Additionally, if you lose your wallet password, it can usually be reset without any issues (losing the password for a non-custodial wallet could lead to significant financial losses depending on the amount of cryptocurrency contained in the wallet).
Several of the best cryptocurrency exchanges, including Coinbase, Binance, and Gemini, offer their own custodial wallets.
Custody Wallet Alternatives
If you don't want to go the managed route, there are two other options you can use to protect your assets.
When it comes to crypto and bankruptcy, custodial wallets aren't an issue and can be a great way to successfully onboard newbies in a field that traditionally requires a high level of technical expertise, Saponaro added.
“The problem is the same as with all custodial finance: you have access, but you inevitably lose control,” he explains.
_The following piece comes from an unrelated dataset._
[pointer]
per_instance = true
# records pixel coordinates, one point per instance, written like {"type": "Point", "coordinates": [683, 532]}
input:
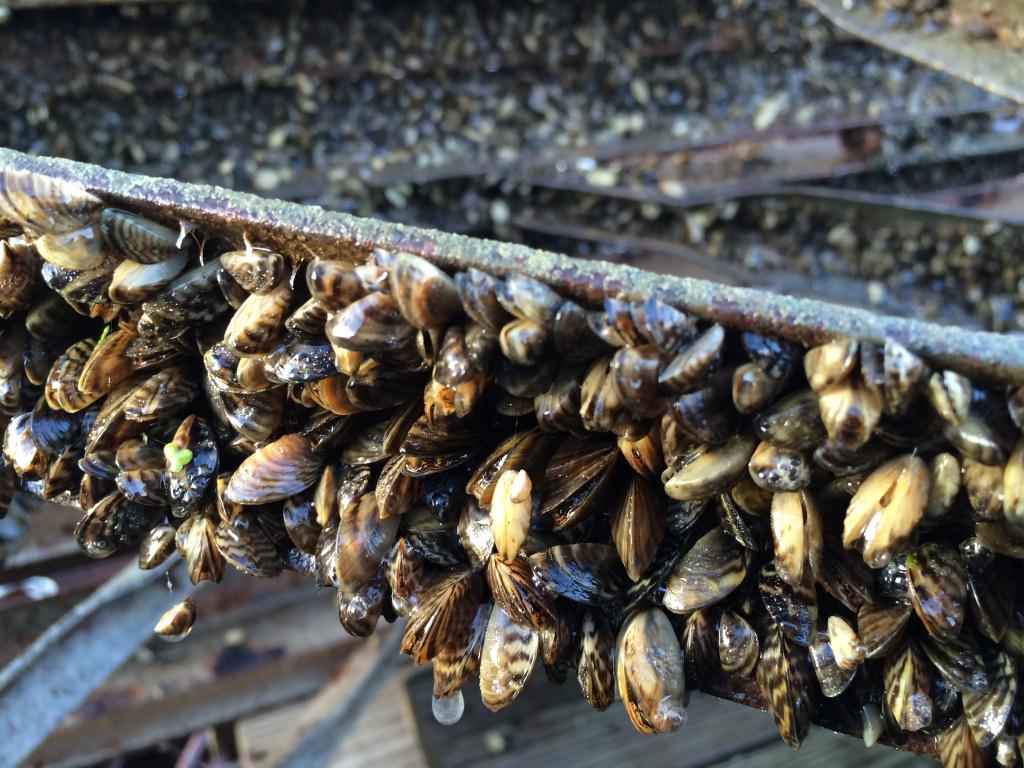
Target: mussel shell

Sapanaro highlighted two options.
1. Decentralized Management
This non-custodial option allows you to store your crypto assets in a “hot wallet” or a “cold wallet”: Hot wallets are essentially online software, while cold wallets allow you to protect your assets through hardware and offline devices.
2. Decentralized Wallets
According to Saponaro, these wallets are self-custodial, giving control to the user: “Decentralized wallets like DiviWallet (sometimes called DeFi wallets) offer similar services to custodial solutions, but do not have access to users' keys.”
Examples of non-custodial crypto wallets include MetaMask, Exodus, Trust Wallet, and Wasabi Wallet.
Conclusion regarding cryptocurrency exchange bankruptcies
Cryptocurrency held through exchanges or investment platforms may not be protected in the event of bankruptcy: these assets would first be used to cover legal costs and creditor liabilities, extending the time it takes for customers to receive repayment (although repayment is not guaranteed).
If you want more control over your cryptocurrencies, there are many different types of storage options available to you, including decentralized storage and DeFi wallets. And even if an exchange only offers a custodial wallet, you can still transfer your assets to an external wallet if needed.
The method that works best for you will ultimately depend on how much control you want over your assets.